Intussen leverde de oorlog betalingsproblemen op, zodat ook Johan Crabbe naar het wol producerende graafschap Nottingham werd gestuurd, teneinde belastinggelden te verzamelen. Terug op het oorlogsveld, was Johan Crabbe ook aanwezig bij de verovering van Kales en Crécy in 1346.
Intussen bleven de Schotten niet stil zitten. Onder druk van Philips VI vielen zij Engeland binnen. Zij werden echter verslagen bij Neville's Cross, Durham op 17 oktober 1346. Velen werden gedood of gevangen genomen, waaronder koning David.

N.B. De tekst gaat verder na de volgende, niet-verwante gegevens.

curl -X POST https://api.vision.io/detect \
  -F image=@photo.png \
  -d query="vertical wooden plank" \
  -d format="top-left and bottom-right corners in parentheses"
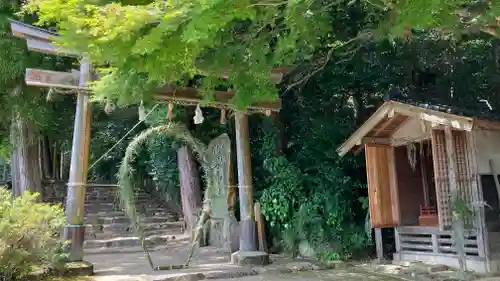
top-left (375, 228), bottom-right (384, 261)
top-left (466, 131), bottom-right (489, 261)
top-left (63, 57), bottom-right (92, 261)
top-left (432, 129), bottom-right (451, 230)
top-left (394, 227), bottom-right (401, 252)
top-left (254, 202), bottom-right (267, 252)
top-left (234, 111), bottom-right (257, 251)
top-left (387, 147), bottom-right (401, 225)
top-left (365, 144), bottom-right (399, 228)
top-left (80, 102), bottom-right (92, 184)
top-left (444, 126), bottom-right (467, 272)
top-left (431, 233), bottom-right (439, 253)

Johan Crabbe kreeg opdracht om de belangrijkste gevangenen als Walter de Maundeville en William Douglas onder zijn hoede te nemen te Somerton, nadat zij voordien verbleven in de Londense Tower. Het laatste historische feit dat we van hem vinden, is het bericht uit 1348 om te verschijnen - "if he will" - voor een parlementaire commissie in verband met een geschil omtrent het gebruik van de meentgronden in Boothby, Lincolnshire.
In 1352 overlijdt hij in Somerton. Wij lezen dat twee afgezanten van de Raadskamer van Westminster zijn bezittingen in Lincolnshire gaan inventariseren.